EUGENE, Ore. - The Port of Portland rejected an ad for the Portland Airport that is currently up at the Eugene Airport.
|A detail of the ad on display at the Eugene Airport but refused by the Portland Airport.|
The ad looks like a tourism promotion for Oregon but depicts a clearcut hillside with the slogan, "Welcome to Oregon, Home of the Clearcut."
The ad is on display in the baggage claim area at the Eugene Airport.
An airport spokesperson said the city attorney determined the Eugene Airport is subject to a 2008 court ruling involving ads on city busses in Portland.
In short: The Portland transit agency Tri-Met had tried to limit ads to goods and services. More than one court disagreed, ruling the ads are public space and protected by the First Amendment right to free speech.
A spokesperson for the Port of Portland said the Port "is not in violation of the Constitution" by seeking religious and political neutrality in advertisements posted in the PDX terminal.
'Try and soften this creative and resubmit' | 'ACLU has no position on forest practices, but ...'
"Terminal management staff did instruct our advertising agency, Alliance, to reject the advertisements in question. We did this because PDX rules restrict the placement of religious advertising in the airport to maintain neutrality on religious and political issues. Rules regarding this restriction are posted on our website (Advertising: Refer to Chapter 13 page 65; Free Speech Permit: Chapter 8, page 56).
"I also want to point out that the Port allows free speech activities in the Airport regardless of whether the message is religious or political through a Free Speech Permit. The Free Speech permit process is outlined on our website.

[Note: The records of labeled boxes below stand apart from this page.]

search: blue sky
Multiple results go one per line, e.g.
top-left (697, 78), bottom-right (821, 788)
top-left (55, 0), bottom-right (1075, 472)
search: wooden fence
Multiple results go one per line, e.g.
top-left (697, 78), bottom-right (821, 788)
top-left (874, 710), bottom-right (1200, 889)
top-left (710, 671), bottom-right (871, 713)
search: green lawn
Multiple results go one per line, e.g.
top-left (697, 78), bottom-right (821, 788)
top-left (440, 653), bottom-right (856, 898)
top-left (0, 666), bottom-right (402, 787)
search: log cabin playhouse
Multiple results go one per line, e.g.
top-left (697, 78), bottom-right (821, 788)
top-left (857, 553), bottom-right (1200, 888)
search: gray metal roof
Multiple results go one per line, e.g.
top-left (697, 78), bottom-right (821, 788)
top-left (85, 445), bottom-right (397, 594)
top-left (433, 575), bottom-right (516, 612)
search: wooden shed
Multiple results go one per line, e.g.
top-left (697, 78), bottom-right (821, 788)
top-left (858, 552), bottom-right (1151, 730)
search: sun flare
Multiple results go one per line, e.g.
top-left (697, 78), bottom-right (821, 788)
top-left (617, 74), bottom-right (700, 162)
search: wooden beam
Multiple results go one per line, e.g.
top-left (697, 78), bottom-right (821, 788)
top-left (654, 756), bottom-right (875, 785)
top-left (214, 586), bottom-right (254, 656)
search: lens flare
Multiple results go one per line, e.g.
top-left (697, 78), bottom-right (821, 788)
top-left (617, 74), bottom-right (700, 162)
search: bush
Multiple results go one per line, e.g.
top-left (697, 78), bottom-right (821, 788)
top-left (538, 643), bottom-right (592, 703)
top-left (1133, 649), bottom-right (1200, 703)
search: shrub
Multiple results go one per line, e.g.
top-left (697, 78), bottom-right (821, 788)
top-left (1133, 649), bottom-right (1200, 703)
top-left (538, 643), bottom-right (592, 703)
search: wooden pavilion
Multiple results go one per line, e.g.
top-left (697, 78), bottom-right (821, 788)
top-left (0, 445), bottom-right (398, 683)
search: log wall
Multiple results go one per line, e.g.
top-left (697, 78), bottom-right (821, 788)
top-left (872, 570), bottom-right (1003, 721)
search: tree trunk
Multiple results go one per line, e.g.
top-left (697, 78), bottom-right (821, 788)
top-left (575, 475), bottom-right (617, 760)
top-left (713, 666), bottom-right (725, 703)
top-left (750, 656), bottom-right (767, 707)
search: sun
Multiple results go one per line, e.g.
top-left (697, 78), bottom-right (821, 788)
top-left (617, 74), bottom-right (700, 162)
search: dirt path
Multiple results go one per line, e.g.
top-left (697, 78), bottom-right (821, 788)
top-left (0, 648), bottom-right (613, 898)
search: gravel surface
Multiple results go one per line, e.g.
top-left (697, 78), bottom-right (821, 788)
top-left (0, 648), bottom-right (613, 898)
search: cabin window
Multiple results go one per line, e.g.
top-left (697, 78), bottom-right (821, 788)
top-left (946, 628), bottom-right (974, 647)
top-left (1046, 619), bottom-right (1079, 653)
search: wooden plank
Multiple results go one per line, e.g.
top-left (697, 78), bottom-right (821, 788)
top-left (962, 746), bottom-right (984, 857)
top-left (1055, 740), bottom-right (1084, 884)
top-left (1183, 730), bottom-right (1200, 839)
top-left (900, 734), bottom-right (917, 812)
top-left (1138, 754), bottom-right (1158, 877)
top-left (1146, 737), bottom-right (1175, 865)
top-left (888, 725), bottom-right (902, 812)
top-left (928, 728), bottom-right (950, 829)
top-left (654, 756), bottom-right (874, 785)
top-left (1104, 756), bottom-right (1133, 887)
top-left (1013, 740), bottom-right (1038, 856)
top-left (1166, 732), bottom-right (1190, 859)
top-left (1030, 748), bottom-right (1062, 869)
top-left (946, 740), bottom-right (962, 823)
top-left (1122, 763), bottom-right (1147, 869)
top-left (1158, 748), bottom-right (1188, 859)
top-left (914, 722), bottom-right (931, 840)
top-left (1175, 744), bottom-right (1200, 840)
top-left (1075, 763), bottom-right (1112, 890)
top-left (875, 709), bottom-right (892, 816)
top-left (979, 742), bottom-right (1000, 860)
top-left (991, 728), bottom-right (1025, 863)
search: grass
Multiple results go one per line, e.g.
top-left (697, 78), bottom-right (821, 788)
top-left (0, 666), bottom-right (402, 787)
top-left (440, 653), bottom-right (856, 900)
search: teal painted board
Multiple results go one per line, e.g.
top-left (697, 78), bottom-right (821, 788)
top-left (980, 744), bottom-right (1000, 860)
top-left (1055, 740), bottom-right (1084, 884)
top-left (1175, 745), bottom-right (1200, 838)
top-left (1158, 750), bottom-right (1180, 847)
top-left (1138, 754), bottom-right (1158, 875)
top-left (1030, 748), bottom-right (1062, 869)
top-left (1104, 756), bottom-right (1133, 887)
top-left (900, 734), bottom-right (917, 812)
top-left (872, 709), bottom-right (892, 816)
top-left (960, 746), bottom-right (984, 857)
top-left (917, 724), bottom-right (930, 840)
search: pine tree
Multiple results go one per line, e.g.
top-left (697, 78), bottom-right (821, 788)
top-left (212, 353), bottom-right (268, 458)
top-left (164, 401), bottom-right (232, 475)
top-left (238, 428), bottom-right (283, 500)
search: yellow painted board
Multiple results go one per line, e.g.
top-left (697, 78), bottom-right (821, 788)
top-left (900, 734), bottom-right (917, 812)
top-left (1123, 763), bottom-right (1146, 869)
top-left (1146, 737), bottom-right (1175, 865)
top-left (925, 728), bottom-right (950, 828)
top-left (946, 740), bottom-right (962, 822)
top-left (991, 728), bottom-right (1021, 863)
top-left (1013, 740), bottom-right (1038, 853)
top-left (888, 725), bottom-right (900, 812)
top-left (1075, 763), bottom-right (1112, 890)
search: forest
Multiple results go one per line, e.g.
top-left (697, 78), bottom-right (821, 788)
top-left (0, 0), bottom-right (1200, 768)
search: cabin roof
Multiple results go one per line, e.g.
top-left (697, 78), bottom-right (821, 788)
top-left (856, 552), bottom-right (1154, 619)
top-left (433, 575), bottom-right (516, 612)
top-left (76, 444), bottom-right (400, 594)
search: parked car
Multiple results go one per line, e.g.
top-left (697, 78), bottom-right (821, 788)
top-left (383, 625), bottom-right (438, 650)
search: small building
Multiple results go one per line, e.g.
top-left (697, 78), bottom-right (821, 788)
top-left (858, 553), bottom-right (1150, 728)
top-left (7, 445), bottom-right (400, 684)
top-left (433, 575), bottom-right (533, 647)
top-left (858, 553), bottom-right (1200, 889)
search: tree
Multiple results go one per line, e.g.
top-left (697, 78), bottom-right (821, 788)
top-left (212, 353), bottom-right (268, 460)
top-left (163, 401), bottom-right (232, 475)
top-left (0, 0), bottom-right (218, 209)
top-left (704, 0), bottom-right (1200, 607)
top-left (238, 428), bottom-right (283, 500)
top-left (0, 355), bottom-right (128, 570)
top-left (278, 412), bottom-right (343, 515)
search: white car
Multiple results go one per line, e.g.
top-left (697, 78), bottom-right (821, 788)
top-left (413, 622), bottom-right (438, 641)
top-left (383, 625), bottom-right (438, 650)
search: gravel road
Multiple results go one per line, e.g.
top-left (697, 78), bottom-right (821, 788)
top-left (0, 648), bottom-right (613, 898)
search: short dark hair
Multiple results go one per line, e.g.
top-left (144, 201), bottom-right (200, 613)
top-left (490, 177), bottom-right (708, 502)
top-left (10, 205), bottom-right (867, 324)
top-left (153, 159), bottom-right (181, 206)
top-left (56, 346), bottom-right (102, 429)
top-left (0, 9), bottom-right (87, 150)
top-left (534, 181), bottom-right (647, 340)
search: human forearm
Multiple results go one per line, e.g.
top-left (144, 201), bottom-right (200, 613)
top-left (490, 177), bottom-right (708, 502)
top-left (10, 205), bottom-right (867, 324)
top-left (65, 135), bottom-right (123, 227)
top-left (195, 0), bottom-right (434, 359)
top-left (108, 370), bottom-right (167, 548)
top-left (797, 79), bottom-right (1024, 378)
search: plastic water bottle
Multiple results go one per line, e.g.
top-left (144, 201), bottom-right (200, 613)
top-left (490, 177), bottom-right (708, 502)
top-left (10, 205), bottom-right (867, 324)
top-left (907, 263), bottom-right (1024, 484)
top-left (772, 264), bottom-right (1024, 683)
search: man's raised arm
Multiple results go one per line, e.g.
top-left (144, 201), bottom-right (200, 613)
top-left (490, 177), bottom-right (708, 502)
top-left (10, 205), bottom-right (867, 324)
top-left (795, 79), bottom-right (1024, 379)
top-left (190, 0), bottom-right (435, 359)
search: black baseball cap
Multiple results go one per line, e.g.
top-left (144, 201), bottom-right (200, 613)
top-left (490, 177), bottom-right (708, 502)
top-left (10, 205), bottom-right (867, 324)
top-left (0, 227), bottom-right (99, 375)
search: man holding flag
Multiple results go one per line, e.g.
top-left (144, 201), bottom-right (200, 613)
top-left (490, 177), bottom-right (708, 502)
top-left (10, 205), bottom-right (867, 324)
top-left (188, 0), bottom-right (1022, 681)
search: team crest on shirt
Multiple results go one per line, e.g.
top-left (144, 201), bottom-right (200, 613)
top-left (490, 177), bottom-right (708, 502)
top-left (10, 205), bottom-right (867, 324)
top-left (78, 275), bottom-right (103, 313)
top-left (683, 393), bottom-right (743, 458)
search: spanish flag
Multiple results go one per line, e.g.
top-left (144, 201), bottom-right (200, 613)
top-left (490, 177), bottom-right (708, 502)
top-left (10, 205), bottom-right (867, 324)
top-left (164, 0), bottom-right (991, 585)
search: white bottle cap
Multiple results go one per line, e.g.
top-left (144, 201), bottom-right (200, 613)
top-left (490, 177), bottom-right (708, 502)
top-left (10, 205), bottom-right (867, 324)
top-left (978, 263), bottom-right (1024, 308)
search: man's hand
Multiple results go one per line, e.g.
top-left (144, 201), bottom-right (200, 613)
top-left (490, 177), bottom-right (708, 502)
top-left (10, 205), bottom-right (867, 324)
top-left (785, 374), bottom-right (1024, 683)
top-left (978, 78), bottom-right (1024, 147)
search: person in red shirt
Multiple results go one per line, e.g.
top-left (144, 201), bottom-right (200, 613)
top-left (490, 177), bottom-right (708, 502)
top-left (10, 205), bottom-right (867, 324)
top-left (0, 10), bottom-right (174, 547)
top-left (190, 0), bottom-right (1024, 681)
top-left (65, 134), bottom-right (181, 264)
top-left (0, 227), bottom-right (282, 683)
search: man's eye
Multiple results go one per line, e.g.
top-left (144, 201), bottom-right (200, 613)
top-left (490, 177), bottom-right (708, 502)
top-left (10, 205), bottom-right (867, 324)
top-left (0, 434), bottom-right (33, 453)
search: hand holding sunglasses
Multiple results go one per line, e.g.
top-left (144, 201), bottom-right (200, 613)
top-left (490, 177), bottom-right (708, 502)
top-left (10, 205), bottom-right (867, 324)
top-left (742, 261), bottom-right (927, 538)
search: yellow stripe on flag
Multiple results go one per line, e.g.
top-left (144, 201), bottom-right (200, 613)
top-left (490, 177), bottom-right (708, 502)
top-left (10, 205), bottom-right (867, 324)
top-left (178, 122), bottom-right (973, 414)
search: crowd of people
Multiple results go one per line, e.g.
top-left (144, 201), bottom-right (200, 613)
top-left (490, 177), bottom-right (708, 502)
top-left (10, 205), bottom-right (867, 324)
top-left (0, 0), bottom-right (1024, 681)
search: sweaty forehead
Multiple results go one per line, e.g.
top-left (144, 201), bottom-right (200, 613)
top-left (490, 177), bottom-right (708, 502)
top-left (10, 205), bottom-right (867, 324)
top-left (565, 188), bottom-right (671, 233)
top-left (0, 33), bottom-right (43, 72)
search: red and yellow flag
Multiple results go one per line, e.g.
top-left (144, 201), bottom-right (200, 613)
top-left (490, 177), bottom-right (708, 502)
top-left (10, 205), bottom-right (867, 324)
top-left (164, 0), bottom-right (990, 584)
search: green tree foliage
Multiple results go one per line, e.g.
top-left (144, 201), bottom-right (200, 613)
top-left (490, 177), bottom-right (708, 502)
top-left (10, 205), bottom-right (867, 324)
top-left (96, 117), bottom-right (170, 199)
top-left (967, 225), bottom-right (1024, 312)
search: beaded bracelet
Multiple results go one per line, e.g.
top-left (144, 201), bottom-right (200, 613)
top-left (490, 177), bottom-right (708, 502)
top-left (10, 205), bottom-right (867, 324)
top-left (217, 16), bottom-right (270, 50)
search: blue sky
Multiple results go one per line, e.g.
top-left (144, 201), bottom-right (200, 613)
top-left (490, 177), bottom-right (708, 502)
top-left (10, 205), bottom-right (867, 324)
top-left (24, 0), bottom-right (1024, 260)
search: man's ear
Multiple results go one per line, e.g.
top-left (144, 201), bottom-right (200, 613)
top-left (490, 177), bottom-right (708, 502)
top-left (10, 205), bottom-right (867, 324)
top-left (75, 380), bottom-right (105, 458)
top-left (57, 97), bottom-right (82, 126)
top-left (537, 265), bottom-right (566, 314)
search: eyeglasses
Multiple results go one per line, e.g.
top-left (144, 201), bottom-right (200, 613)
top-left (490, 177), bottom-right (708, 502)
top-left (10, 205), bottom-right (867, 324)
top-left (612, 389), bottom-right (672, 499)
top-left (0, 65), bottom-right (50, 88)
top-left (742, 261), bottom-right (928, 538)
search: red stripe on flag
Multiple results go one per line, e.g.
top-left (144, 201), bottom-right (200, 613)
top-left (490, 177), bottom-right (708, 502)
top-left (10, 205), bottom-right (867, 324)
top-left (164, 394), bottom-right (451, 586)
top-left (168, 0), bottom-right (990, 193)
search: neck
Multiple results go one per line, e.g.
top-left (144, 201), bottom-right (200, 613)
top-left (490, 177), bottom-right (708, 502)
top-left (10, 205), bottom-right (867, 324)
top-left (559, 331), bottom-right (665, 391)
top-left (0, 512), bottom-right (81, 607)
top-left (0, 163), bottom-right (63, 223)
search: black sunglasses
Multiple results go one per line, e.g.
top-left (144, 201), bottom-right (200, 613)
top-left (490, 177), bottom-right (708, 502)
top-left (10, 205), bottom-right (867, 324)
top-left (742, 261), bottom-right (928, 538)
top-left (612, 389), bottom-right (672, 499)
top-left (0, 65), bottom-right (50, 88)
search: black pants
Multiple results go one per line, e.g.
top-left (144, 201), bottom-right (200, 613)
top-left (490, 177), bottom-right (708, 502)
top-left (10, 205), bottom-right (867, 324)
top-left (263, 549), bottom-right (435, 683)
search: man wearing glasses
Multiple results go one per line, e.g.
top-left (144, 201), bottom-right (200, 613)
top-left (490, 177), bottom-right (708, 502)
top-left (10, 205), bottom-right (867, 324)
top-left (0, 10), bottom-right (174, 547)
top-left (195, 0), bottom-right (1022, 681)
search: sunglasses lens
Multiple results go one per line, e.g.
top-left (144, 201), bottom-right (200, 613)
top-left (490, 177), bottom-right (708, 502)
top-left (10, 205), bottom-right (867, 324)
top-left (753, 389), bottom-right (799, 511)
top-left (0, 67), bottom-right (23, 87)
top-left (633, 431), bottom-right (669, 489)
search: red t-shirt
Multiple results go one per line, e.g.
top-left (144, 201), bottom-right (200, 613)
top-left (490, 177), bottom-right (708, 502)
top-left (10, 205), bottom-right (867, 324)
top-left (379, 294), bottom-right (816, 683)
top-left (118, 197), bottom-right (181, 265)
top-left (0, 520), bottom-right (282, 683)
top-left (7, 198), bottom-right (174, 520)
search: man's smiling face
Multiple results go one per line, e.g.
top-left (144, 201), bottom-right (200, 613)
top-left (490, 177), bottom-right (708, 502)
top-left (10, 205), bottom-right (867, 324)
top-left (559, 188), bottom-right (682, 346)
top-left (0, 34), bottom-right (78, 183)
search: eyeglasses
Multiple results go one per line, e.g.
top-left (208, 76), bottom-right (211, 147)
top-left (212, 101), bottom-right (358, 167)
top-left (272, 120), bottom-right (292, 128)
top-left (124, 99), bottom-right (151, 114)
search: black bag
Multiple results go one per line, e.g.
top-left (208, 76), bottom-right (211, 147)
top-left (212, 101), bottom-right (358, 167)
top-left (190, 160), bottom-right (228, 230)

"In formulating the rules guiding airport operations, the Port researched these issues and determined that the Port of Portland is not in violation of the Constitution in applying these rules."
"Try and soften this creative and resubmit"
In emails between Sean Stevens of Oregon Wild and Doug McNaughton of Alliance Airport Advertising last month, McNaughton said the ad doesn't meet the Port's criteria.
"I have reservations PDX will allow this - based on two policies: 1. It is tied to a website that is of unknown content - I tried to look at the site and it messages that it is unpublished. They will want to see the content on the site. 2. It comes across - to me at least - as political in nature. As I mentioned before - theairport - per our contract - does not allow us to accept political advertising of any kind," McNaughton wrote in an email to Stevens on August 6, which he provided to a reporter.
"The airport has deemed this political advertising and has declined the creative," McNaughton wrote to Stevens a week later on August 13. "If you want to try and soften this creative and resubmit - -I am happy to do so -- but as discussed - any mention of issues, campaigns or candidates usually does not get approved."
"The ACLU has no position on forest practices, but ..."
Oregon Wild does not appear to dispute the political intent of the ad.
"Conservationists launched the campaign to increase public awareness of a proposal by Reps. Peter DeFazio, Greg Walden and Kurt Schrader to effectively privatize 1.5 million acres of publicly-owned land in western Oregon, turning it over to a private logging 'trust' to be managed under the weak Oregon Forest Practices Act, where clearcutting is rampant," the organization wrote in a press release about the advertisement.
But the political content of the ad isn't something a public entity like the Port can use as criteria, the ACLU of Oregon said in a joint press release with Oregon Wild.
“The ACLU has no position on forest practices, but an important part of our mission is to prevent government censorship of expression,” said David Fidanque, executive director of the ACLU of Oregon. “The Port of Portland refuses to allow advertising they conclude is too controversial or political and that is exactly the type of content-based restriction our constitutional free speech protections are designed to prevent.”
The ad is part of a campaign funded by Oregon Wild, The Sierra Club, Audubon Society of Portland and Center for Biological Diversity.
“No one comes to Oregon to go hiking in a clearcut, or fishing in a river that has been buried by a mudslide, and our ads are aimed at starting a public debate over the gap between our green reputation and the reality of what some politicians are proposing," said Bob Sallinger, conservation director for the Audubon Society of Portland.